36-“Kıyâmetin gerçekleşecek bir şey olduğunu da sanmıyorum; bununla berâber, eğer gerçekten Rabbime döndürülürsem, elbette (orada da) bundan daha hayırlı bir dönüş yeri (bir âkıbet) bulurum.” (dedi).

37-Kendisiyle konuşmakta iken arkadaşı ona dedi ki: “Seni (aslen) bir topraktan, sonra bir nutfeden (hakir bir damla sudan süzülmüş hulâsadan) yaratan, sonra da seni bir adam sûretine koyanı inkâr mı ettin?”

38-“Fakat O, benim Rabbim olan Allah’dır ve Rabbime hiçbir kimseyi ortak koşmam!”

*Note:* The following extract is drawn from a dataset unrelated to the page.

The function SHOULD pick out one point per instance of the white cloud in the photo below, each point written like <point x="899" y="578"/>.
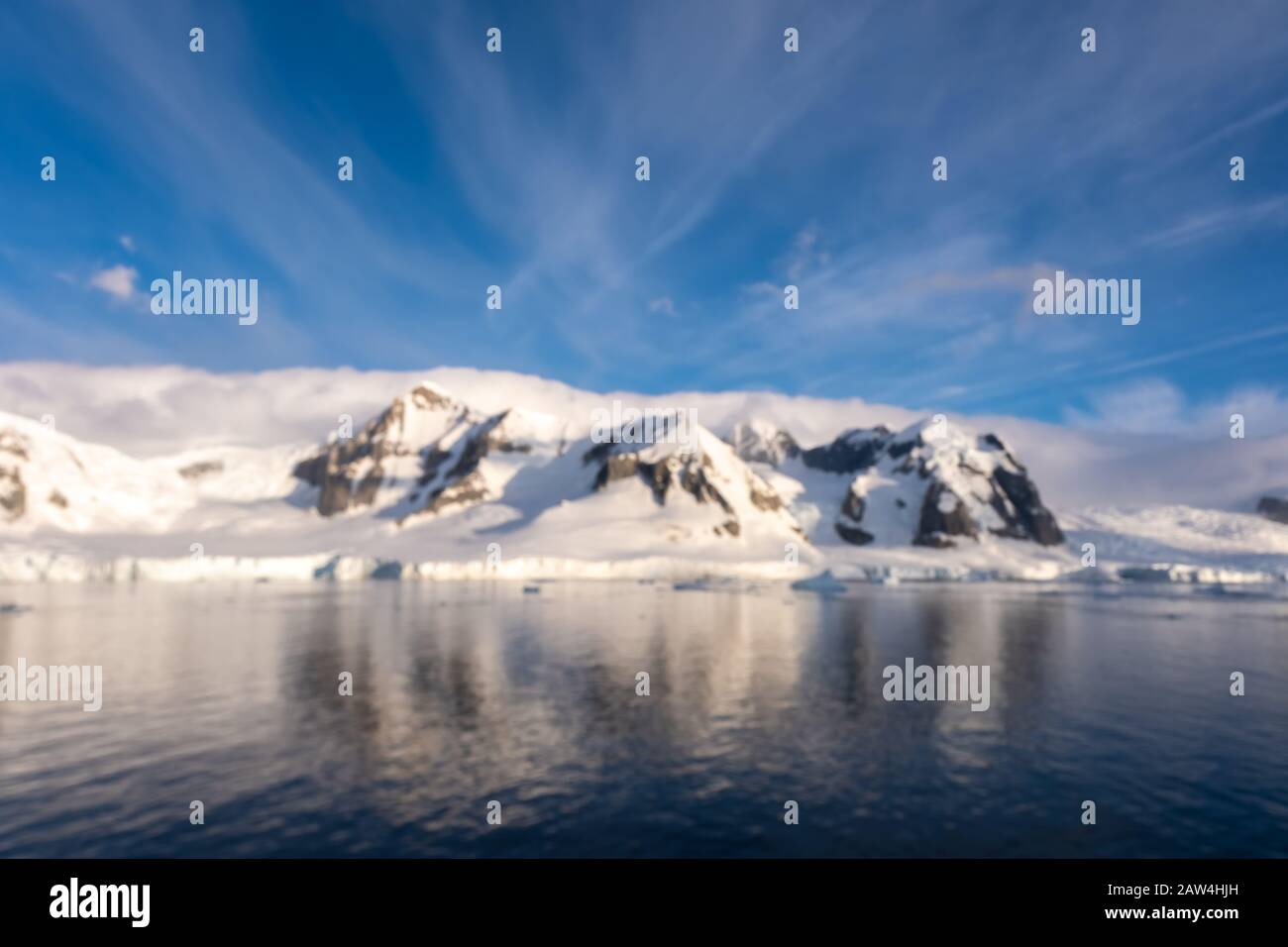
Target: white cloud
<point x="116" y="281"/>
<point x="664" y="304"/>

(*) “Ey fahra meftun (övünmeye düşkün), şöhrete mübtelâ (tutkun), medhe düşkün, hodbinlikte bîhemtâ (nefsini düşünmekte eşsiz) sersem nefsim! Eğer binler meyve veren incirin menşei (kaynağı) olan küçücük bir çekirdeği ve yüz salkım ona takılan üzümün siyah kurucuk çubuğu; bütün o meyveleri, o salkımları kendi hünerleri olduğu ve onlardan istifâde edenler o çubuğa, o çekirdeğe medih ve hürmet etmek lâzım olduğu hak bir da‘vâ ise, senin dahi sana yüklenen ni‘metler için fahra, gurûra belki bir hakkın var. 
Hâlbuki sen, dâim zemme (kötülenmeye) müstehaksın. Zîrâ o çekirdek ve o çubuk gibi değilsin. Senin bir cüz’-i ihtiyârın (cüz’î seçim hakkın) bulunmakla, o ni‘metlerin kıymetlerini fahrın ile tenkīs ediyorsun (noksanlaştırıyorsun). Gurûrunla tahrîb ediyorsun ve küfrânınla (nankörlüğünle) ibtâl ediyorsun ve temellükle (sâhib çıkmakla) gasb ediyorsun. Senin vazîfen fahr değil, şükürdür. Sana lâyık olan şöhret değil, tevâzû‘dur (alçak gönüllülüktür), hacâlettir (utanmaktır). Senin hakkın medih (övünmek) değil istiğfardır (bağışlanmayı dilemektir), nedâmettir (pişmanlıktır).” (Sözler, 18. Söz, 87)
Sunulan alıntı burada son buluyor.